Music can be defined (and since you're bringing in maths... music is filled with it), and while there's indeed works where it can be argued wether if it's music or not (4'33'' is probably the best example), the pieces I posted are far from that ambiguity.
No one is forcing anyone to enjoy this stuff, which IS weird music to say the least. But liking or disliking something has nothing to do as to wether it's music or not. Or if it's art or not.
Are there pieces where the line between being music (art) or not becomes blurry and be debatable? Of course. There's plenty of them. Those I posted above which you are dissing as "noise" and not made by "real musicians" are far from that line. The one by Boulez being the only one that goes closer to it (and which I personally don't like, but I still find very interesting).
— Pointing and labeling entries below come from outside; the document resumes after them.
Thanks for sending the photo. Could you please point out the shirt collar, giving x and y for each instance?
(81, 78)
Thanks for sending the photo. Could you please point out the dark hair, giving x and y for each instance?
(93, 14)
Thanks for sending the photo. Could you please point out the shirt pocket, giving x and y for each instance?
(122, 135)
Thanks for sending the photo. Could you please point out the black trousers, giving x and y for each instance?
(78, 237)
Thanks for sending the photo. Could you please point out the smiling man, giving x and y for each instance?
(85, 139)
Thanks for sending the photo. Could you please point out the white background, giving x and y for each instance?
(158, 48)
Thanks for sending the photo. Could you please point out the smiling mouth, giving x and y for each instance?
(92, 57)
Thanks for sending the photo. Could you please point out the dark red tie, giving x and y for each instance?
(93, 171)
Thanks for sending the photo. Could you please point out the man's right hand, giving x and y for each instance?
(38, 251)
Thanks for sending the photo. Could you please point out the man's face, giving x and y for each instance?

And the tritone wasn't considered noise. The thing with the tritone is that it's a difficult to sing interval, in which it's easy to go out of tune. Medieval composers whose music has reached us wrote mostly for vocal ensembles, and as such they avoided the use of the tritone in melodies. But the interval would always appear here and there as part of a chord (when there was some accompaniment instrument, or later when they began writing polyphonic stuff). The "Diabolus in Musica" association thing came after and mostly to further stress the trying to avoid the interval in melodic lines.
The tritone btw is pretty much the basis of the tonal system.
As I said, there's an obvious snobbish side to the academic art, in all it's disciplines.
And I'm not getting into that painting, but focusing in the music: that still doesn't stop those pieces I posted from being actual music, even if unpleasant to most ears.
Neither it's disproved by you not wanting to believe it or hear it.
The music proves it itself. It's as easy as listening to it.
And it may not be that easy to do, but analyzing the written music makes it even more clear.
Nah, only skills, and lots of study, a deep knowledge on harmony, counterpoint, etc. and plenty of works and pieces of more traditional sounding stuff before actually experimenting and using such skill and knowledge for pushing barriers.
And plenty of highly skilled musicians who respect and even admire them. So what's the point?
There's a variety of points of view among skilled musicians as in everything else.
And what's the point in linking me a site in French when I don't speak French??
You may not think so, but it is. The "commercial" niche for atonal music is in movies and video games soundtracks. It's used as a resource and it's used quite often.
Ennio Morricone is not the only guy writing music for movies, and his style is far from being the only one there is. And you may no find them because you don't want to: John Williams or Hans Zimmer, or Howard Shore they do use atonal resources for some passages here and there. And they do it quite often.
Phillip Glass having no link with the atonal stuff? He was influenced by the likes of John Cage! Who was much weirder and extreme in his experimentations that Schoenberg, or Boulez...
Getting semantics now?
No, I'm not confusing beauty with sweetness.
You clearly pointed out that "all 'real musicians' (as in opposition to those who dare experimenting I guess) are looking for beauty in their music".
And if it's by taking your now so convenient concept of "beauty" it can be argued that these guys - say Schoenberg, Boulez, Stockhausen, etc- are actually looking for beauty in their work, but in their own particular way. Because Beauty can be "tough, violent, wild, aggressive, etc" And they may get intense pleasure or deep satisfaction to their minds with what they craft.
But music has not the need nor the obligation to seek for beauty. Even using such a broad and convenient concept of it.